Artigo em Inglês | MEDLINE | ID: mdl-38906469

RESUMO

BACKGROUND: Extensive spinal epidural abscess (ESEA) is a rare clinical entity subject to delayed diagnosis, which can be explained by the extension of the epidural collection, thereby delaying the mass effect responsible for its clinical manifestations. METHODS: We report a rare case of an extensive C7 to T10 epidural abscess in a 54-year-old man treated with antibiotics, laminectomy, and abscess drainage. In addition, we conducted a systematic literature search according to the "Preferred Reporting Items for Systematic Reviews" guidelines. Relevant studies (1980 to 2023) reporting patients with ESEA were identified from PubMed databases. RESULTS: A total of 48 studies reporting 55 patients were included in this study with a mean age of 55.7 ± 14.6 years with a male predominance of 61.8% (n=34).
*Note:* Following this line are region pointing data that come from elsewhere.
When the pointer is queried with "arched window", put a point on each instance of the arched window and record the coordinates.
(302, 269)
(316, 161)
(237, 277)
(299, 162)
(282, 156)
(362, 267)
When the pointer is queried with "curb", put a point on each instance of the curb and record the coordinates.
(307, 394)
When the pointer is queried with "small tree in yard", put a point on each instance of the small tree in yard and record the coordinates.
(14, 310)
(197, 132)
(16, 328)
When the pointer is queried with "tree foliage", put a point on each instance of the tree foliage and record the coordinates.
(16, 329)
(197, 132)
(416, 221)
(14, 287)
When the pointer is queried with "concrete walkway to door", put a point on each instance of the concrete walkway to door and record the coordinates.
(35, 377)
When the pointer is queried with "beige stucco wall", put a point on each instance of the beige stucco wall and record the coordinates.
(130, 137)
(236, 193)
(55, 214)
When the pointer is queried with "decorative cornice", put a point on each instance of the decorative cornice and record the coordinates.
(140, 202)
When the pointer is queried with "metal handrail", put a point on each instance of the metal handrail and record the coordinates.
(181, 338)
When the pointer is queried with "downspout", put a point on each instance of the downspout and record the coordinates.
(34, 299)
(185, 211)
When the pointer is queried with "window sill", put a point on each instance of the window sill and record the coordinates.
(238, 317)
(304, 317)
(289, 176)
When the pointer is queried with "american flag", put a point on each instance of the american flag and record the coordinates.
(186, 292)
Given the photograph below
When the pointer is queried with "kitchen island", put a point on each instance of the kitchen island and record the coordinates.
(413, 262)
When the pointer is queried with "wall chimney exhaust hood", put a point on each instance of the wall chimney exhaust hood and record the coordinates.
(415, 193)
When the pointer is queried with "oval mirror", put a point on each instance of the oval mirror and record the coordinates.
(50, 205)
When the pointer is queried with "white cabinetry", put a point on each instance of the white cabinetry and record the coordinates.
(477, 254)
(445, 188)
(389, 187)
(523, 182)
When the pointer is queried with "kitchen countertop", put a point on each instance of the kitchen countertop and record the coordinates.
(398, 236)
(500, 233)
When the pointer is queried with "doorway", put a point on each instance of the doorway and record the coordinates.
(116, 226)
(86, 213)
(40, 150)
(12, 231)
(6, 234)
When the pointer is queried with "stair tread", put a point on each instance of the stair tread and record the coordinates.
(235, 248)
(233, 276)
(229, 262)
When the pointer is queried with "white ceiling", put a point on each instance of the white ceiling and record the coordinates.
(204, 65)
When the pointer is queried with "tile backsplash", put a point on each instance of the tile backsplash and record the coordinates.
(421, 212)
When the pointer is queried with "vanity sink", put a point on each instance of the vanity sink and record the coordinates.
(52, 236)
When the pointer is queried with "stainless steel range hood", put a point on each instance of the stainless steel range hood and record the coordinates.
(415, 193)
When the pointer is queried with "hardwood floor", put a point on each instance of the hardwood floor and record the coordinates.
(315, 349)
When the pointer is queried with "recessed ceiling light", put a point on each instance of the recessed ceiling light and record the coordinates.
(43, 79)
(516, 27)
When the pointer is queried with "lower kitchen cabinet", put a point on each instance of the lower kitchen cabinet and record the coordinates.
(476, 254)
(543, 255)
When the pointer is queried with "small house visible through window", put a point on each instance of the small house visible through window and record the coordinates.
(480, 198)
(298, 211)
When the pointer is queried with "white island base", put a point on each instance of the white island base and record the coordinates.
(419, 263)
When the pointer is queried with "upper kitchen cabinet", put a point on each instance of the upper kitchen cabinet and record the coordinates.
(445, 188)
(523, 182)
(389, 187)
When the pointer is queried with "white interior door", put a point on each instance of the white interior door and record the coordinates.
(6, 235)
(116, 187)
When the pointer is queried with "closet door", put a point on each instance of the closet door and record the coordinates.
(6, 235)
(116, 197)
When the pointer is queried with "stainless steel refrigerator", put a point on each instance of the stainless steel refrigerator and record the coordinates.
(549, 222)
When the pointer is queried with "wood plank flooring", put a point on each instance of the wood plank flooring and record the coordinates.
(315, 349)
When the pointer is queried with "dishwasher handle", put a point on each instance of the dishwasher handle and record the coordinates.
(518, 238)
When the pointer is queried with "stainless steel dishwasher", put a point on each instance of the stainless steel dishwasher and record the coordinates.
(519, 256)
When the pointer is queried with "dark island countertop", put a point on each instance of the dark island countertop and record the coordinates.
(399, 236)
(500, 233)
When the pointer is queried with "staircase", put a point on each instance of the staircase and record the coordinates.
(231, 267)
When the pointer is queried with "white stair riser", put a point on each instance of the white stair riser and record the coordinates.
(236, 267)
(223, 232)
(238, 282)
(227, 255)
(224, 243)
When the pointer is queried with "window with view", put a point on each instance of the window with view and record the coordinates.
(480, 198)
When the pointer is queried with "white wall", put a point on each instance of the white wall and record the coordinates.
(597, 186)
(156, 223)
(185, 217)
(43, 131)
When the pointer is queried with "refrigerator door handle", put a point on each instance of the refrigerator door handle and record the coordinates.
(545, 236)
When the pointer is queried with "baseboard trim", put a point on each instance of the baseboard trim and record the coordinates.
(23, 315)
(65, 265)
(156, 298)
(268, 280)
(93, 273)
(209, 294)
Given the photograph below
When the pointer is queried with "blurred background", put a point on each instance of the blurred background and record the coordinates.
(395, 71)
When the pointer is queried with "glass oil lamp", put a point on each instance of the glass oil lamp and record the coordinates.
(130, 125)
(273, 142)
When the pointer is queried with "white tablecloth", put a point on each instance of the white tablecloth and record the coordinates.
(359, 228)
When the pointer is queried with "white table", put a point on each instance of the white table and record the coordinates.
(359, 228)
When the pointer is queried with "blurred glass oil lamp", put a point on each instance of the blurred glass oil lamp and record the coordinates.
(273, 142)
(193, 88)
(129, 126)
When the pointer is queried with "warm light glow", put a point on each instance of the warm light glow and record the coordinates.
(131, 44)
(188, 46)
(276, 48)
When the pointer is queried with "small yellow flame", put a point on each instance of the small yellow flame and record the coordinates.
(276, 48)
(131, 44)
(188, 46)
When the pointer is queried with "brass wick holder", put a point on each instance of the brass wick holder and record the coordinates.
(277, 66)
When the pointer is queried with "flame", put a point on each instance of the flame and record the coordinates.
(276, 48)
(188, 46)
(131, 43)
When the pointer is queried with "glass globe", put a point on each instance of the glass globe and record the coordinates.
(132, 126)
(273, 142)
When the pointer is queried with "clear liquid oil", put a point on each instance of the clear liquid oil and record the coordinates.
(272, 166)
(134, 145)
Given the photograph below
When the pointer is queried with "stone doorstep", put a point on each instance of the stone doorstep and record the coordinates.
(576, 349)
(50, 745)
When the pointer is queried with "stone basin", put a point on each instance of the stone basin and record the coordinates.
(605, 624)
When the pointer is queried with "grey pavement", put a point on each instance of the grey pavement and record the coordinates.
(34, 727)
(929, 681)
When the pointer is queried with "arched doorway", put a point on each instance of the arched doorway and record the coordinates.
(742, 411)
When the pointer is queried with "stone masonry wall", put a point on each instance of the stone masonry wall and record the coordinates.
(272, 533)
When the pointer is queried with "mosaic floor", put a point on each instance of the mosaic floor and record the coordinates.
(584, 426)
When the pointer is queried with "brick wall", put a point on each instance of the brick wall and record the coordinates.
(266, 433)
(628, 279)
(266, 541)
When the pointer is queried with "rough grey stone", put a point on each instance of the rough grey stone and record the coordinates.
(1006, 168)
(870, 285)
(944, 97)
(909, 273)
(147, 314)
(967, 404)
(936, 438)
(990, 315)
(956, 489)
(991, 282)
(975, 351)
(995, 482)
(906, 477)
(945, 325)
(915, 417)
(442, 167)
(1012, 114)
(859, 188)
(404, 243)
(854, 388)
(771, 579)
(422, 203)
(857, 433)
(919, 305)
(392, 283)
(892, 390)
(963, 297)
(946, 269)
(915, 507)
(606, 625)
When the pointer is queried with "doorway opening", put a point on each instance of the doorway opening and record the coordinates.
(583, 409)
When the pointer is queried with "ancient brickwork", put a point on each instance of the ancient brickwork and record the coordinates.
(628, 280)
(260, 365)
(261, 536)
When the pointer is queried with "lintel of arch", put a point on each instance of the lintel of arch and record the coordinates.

The median duration of follow-up was 38 months [21.5 - 64.3]. The mortality rate of ESEA was 1.8% for a 21.8% morbidity rate with 76.4% (n=42) reported to have been improved after surgery. CONCLUSION: Both single and multilevel laminectomy with abscess drainage for extensive spinal epidural abscess leads to patient recovery from this devastating condition. Evaluation of the outcome with data on time-to-Nadir and Nadir-to-surgery is needed to codify ESEA management.